RIORDINADIARIO 2011/ MOLTINPOESIA
di Ennio Abate
Se
sto su una spiaggia affollata da molti bagnanti e vedo una persona
che sta per affogare, mi rivolgo ai pochi a me vicini, che mi possono
sentire e darmi una mano. Non alla folla lontana e distratta, alla
quale le mie grida non arrivano o giungeranno incomprensibili. Per
questa scelta qualcuno mi potrebbe mai accusare di aver voluto
rivolgermi a pochi con l’intento di «creare nuove élites»?
L’immagine
che ho della poesia oggi è proprio questa: una persona che sta per
affogare. Tutti noi vorremmo salvarla. Io però vedo attorno molta
agitazione, troppa confusione. E non m’illudo che alla (difficile)

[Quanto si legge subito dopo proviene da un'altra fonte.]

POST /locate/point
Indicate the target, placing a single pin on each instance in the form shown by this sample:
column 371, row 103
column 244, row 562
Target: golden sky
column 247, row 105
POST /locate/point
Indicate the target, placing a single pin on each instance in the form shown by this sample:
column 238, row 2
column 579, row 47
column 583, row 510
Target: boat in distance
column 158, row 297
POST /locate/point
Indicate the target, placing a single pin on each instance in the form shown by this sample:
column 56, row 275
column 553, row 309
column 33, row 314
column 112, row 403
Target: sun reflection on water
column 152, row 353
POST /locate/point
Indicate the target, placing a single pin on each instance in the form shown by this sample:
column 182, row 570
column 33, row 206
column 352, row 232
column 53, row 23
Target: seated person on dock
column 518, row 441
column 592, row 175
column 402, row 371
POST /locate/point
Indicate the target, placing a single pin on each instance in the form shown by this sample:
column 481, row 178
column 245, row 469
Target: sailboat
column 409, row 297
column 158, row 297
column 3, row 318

operazione di salvataggio possano partecipare i *molti*,
ai quali pur si richiama nel nome il nostro Laboratorio. Non è
possibile. Non subito almeno.
Le
cause di questo scarto sono tante e complicate: il tipo di vita
convulso che facciamo; il “rumore di fondo” dei mass media che
comunque ci sommerge; gli orientamenti mutevoli dei singoli, ora più
propensi all’autopromozione individualistica ora affascinati
dall’obiettivo di una libera espressività ora diffidenti verso
certi problemi (critica dei testi, rapporto tra tradizione e
innovazione, ecc.) considerati troppo spesso oziosi o fisime per
“intellettuali”.
Se
questo mio punto di vista non è del tutto campato in aria, non mi
sento affatto in contraddizione per aver scritto:
Conclusioni. La critica – almeno quella che ancora sta addosso a «questa realtà oggettiva» e non occulta l’esistenza dei rapporti di forza diseguali (per cui alcuni accedono attivamente ai mass media e altri possono essere solo pubblico passivo o semipassivo dei mass media) - è oggi l’unico salvagente che possiamo buttare alla poesia. Ed i poeti dovrebbero essere i primi ad esercitarla, anche nei propri confronti. Solo avendo presente questo stato di cose, sfavorevole alla ricerca in generale e alla stessa ricerca poetica, si potrà «tornare a chiamare le cose col loro nome». E (forse)a farsi intendere anche dai molti, oggi irraggiungibili. Non esiste più (e non solo in poesia) nessun «codice condiviso», nessuna «comunità che fa uso di quel codice condiviso». La frammentazione è tale che, anche quando si cerca di “comunicare” con le più oneste intenzioni, non ci si intende. E, allora, credo che il discorso di Fortini, solo in apparenza aristocratico, avesse chiara proprio questa realtà; e chiedesse giustamente di tenerne conto; e di far pulizia delle false idee che circolano anche in poesia.